Home Loan: Home is a revenue-generating asset which appreciates over a period of time. Home loans are generally available at a low rate of interest and come with tax advantages while the loan is being repaid. It is a high value and long tenure proposition. However, the spectre of voluminous loan amount as well as long period of repayment induces a tendency to prepay the home loan when a person receives lump sum money. This is not always a good idea. Firstly, the interest portion on a long tenure loan in the initial few years is very large compared to the principal repayment. Secondly, as the years pass by, the inflation may actually erode some value from the EMI being paid. Thus, an amount of 10,000 paid as EMI after five years at a running inflation rate of 6% will be worth only 7,472. Meanwhile, the income level may also rise, making the EMI a smaller portion of total income. Moreover, a possible penalty on pre-payment and the partial forgoing of tax benefits may make the pre-payment all the more unattractive. Instead, the lump sum money received can be employed in some good investment vehicle to generate long-term wealth.


Auto Loan: The automobile can depreciate faster than the outstanding loan amount. An automobile is also an asset (though it does not generate income and depreciates in value unlike property). Looking at this, the tenure of the loan should be short, say 3-5 years. The unusually high processing charges should be avoided as they add to the overall cost of finance. The pre-payment penalty clause should be negotiated to avoid unnecessary charges if the loan is foreclosed.

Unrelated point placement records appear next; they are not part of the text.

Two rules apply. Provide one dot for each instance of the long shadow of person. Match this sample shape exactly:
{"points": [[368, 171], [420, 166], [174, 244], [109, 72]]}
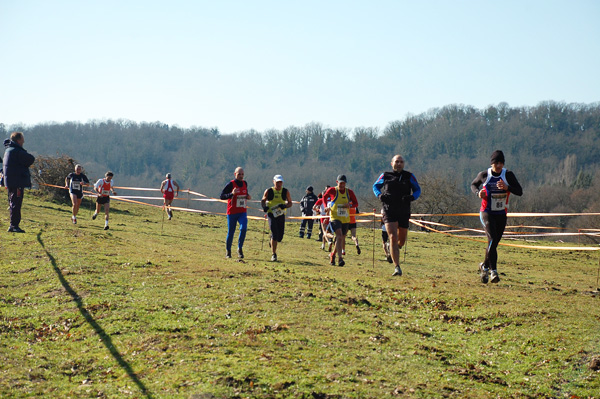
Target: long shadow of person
{"points": [[105, 338]]}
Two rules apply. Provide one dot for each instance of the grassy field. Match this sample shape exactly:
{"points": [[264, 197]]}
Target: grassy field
{"points": [[147, 310]]}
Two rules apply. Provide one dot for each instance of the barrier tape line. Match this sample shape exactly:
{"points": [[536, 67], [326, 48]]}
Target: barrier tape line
{"points": [[418, 223], [207, 198]]}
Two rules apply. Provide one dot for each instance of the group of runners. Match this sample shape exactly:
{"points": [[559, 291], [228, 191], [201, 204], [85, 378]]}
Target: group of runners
{"points": [[396, 189], [335, 208]]}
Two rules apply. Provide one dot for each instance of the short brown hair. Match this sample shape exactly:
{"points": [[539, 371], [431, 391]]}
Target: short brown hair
{"points": [[16, 136]]}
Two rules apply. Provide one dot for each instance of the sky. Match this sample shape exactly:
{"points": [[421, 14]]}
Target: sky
{"points": [[241, 65]]}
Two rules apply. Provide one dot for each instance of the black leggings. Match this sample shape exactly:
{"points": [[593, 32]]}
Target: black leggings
{"points": [[494, 228]]}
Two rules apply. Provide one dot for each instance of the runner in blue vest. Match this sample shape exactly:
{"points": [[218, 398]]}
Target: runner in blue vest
{"points": [[396, 190], [496, 185]]}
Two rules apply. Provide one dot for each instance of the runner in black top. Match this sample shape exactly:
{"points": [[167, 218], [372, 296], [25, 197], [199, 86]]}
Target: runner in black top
{"points": [[75, 182], [498, 183]]}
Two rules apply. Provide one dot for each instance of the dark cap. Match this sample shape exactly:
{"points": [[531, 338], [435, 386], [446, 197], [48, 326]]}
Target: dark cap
{"points": [[497, 156]]}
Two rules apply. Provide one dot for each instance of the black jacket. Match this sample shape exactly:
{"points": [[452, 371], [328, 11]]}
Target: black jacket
{"points": [[16, 165], [307, 202]]}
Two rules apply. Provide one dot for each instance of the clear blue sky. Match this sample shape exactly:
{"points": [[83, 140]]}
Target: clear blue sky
{"points": [[240, 65]]}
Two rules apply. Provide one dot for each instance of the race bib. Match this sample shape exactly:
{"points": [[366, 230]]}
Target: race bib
{"points": [[276, 212], [240, 202], [498, 202], [343, 212]]}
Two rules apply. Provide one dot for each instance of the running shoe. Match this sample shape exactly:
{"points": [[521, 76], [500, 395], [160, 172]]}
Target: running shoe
{"points": [[494, 278], [483, 273]]}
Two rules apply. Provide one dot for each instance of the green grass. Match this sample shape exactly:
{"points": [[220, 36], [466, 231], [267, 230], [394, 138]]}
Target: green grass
{"points": [[151, 310]]}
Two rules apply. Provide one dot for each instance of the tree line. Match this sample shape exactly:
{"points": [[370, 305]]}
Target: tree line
{"points": [[551, 147]]}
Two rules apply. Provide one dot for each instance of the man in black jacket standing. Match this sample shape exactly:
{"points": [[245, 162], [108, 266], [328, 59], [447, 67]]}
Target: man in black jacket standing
{"points": [[16, 176], [306, 204]]}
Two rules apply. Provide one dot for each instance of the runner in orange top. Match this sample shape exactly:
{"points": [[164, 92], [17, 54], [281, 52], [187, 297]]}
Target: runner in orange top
{"points": [[167, 187]]}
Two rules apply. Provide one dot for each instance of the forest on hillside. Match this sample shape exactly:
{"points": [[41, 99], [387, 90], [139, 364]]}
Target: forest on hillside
{"points": [[552, 148]]}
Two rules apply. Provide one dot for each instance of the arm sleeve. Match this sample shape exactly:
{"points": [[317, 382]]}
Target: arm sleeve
{"points": [[353, 198], [226, 193], [513, 184], [377, 186], [415, 186], [479, 180]]}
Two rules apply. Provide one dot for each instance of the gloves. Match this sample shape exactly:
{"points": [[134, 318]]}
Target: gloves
{"points": [[386, 198], [407, 199]]}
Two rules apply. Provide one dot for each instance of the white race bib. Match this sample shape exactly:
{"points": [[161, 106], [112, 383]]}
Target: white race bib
{"points": [[343, 212], [276, 212], [498, 202], [240, 202]]}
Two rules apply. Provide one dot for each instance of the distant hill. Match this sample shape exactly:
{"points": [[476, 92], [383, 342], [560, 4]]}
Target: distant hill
{"points": [[552, 144]]}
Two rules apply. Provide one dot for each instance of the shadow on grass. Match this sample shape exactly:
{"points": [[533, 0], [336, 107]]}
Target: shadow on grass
{"points": [[106, 340]]}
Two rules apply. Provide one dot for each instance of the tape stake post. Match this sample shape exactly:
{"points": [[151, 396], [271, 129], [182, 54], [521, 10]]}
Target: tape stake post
{"points": [[262, 242], [373, 266]]}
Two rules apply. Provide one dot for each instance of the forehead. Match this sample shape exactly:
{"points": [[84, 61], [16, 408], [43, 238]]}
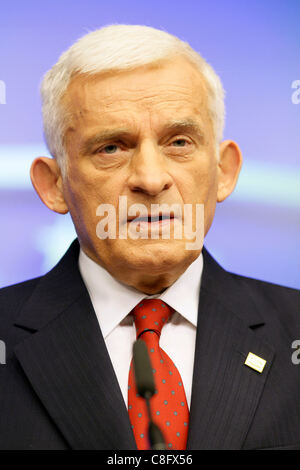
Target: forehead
{"points": [[160, 91]]}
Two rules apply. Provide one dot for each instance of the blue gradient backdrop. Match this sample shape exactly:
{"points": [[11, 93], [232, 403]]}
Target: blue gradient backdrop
{"points": [[254, 46]]}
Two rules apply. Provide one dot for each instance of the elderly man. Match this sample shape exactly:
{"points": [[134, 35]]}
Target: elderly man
{"points": [[134, 119]]}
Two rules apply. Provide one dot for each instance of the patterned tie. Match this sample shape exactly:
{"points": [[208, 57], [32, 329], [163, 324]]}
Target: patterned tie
{"points": [[168, 406]]}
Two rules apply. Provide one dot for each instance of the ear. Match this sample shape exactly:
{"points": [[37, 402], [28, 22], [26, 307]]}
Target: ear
{"points": [[228, 168], [47, 181]]}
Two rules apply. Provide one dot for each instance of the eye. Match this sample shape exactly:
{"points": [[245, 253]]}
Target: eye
{"points": [[111, 148], [180, 142]]}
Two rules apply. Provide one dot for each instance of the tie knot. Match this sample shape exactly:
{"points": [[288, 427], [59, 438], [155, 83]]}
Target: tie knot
{"points": [[151, 315]]}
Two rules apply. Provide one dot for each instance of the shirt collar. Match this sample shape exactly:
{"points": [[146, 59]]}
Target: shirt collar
{"points": [[112, 300]]}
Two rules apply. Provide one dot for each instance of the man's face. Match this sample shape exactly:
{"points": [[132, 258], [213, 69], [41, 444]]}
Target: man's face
{"points": [[146, 135]]}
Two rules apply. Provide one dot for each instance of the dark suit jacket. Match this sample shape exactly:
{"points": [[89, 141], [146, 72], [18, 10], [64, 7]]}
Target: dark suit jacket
{"points": [[58, 389]]}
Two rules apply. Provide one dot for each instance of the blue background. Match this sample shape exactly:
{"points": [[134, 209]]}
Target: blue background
{"points": [[254, 47]]}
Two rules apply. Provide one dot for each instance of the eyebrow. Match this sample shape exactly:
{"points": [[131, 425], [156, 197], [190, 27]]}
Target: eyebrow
{"points": [[179, 125]]}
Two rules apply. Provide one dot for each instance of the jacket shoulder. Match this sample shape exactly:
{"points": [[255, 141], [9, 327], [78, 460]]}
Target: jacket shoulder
{"points": [[12, 298]]}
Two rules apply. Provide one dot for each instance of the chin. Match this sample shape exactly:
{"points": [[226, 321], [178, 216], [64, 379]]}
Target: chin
{"points": [[161, 257]]}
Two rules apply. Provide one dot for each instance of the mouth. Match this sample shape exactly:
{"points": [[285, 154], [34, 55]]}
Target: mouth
{"points": [[152, 219]]}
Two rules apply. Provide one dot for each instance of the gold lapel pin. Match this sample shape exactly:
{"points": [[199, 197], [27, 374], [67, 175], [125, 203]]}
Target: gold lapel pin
{"points": [[255, 362]]}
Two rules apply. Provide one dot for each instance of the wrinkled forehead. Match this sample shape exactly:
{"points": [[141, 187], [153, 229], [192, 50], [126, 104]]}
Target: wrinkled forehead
{"points": [[175, 87]]}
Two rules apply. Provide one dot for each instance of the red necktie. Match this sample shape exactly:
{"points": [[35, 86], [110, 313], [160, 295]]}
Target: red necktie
{"points": [[168, 406]]}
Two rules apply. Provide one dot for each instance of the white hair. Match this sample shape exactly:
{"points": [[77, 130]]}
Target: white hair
{"points": [[116, 48]]}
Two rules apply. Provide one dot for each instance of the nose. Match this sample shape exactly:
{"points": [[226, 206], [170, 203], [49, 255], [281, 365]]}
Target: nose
{"points": [[148, 171]]}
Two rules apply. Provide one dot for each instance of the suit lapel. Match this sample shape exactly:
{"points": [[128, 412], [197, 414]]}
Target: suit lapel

Personal Loan: You should go for a personal loan only if there is a crisis, as the rate of interest is more than 15% in addition to the processing fees. The rate of interest can be negotiated further by offering collateral and furnishing details of credit strength, income flows, etc. Avoid using such loan for personal consumption like buying durables, or going on a vacation. In contrast to personal loans, there are other cheaper loans available, e.g. loan against securities, gold and property, which can be effectively used. You can avail of such loans against a collateral at rates that are 5-15% lower than those charged by personal loans. The repayment tenure is also longer than a personal loan.


Credit Card: Credit cards should be used as convenience tools in lieu of cash but should not be sought to enlarge cash availability beyond your means. They are an effective financing tool during a narrow phase when cash is expected. By efficient use, one can make use of reward points and other attendant benefits. One should make use of the free credit period and repay the credit before the scheduled due date.


   A person must carefully understand the instances in which s/he may end up paying huge interest and other charges. The interest charges applicable in case of rollovers and part payments are more than 33% p.a. The minimum outstanding clearance is a sure method of falling in a debt trap, as the full interest is charged on all fresh purchases from the very date of transaction. The parameters such as credit limit and due date of payment should be adhered to as there are over-limit and late payment charges, too. You should avoid using credit cards to finance charges on white goods, travel and other consumption to fully repay the amounts incurred on the due date.